A (0,0), B(8,10), C(5,-10)
First, find the slope of AB and AC, slope of AB is 5/4, slope of AC is -2
next, find the negative reciprocals of the slopes: -4/5 and 1/2 respectively
so the altitude of AB is a line with a slope of -4/5 passing through (5,-10)

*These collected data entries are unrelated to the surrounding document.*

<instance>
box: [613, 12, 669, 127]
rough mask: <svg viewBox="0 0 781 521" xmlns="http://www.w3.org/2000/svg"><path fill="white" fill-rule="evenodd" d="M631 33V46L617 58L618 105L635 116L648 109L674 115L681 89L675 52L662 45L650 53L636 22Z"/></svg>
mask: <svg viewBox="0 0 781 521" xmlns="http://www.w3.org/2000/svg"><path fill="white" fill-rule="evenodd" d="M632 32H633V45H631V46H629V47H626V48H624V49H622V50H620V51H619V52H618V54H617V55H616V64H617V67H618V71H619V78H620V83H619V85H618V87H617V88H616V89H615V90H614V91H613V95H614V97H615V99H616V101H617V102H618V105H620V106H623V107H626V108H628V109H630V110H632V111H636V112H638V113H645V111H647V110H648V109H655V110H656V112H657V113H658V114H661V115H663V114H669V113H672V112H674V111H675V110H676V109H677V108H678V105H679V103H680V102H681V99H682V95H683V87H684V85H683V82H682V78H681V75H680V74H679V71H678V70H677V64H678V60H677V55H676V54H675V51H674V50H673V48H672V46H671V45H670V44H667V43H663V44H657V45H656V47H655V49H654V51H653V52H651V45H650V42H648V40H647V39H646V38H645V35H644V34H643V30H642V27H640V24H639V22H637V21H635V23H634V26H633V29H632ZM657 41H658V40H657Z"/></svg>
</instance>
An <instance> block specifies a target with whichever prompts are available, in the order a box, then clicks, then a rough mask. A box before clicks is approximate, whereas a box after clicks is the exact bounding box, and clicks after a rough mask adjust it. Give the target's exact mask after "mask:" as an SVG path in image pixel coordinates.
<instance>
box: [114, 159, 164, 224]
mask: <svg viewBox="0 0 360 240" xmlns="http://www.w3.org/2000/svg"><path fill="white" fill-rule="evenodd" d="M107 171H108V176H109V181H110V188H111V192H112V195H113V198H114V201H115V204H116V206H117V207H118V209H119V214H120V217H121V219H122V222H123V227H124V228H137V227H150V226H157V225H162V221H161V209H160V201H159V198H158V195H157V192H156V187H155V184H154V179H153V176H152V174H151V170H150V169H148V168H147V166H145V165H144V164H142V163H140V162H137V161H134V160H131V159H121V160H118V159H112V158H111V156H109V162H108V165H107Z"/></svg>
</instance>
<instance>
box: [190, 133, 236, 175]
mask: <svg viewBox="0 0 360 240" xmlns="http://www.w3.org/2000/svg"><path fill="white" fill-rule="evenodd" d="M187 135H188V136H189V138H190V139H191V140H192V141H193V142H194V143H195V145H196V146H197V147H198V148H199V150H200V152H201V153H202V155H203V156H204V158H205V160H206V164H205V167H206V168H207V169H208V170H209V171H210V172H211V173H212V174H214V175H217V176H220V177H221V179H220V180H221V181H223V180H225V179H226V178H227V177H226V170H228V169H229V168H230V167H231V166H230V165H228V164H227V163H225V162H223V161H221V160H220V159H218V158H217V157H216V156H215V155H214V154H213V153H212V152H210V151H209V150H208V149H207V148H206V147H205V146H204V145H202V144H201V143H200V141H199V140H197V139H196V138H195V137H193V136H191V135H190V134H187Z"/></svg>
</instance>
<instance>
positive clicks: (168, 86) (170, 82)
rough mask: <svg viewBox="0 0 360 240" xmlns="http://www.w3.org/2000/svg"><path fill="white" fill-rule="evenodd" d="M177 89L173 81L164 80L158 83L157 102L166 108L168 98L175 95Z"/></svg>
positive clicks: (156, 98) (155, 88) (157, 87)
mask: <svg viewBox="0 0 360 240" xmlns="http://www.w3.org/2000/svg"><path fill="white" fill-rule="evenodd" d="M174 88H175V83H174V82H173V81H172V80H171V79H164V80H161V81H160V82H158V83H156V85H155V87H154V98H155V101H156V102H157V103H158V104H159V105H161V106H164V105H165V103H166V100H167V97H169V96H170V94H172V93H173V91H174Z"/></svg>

the altitude of AC is a line with a slope of 1/2 passing through (8,10)
find these two lines:
Plug (5,-10) in y=(-4/5)x+b to find b, b=-6, so y=(-4/5)x -6
plug (8,10) in y=(1/2)x +b to find b, b=6, so y=(1/2) x +6

the point where these two lines meet is the orthocenter.
y=(-4/5)x -6
y=(1/2) x +6
(-4/5)x -6=(1/2) x +6
x=-120/13
y=(1/2)*(-120/13)+6=18/13
so the orthocenter is (-120/13, 18/13)
these numbers look odd, but I've run the vertex through an orthodox calculator, and got the same result.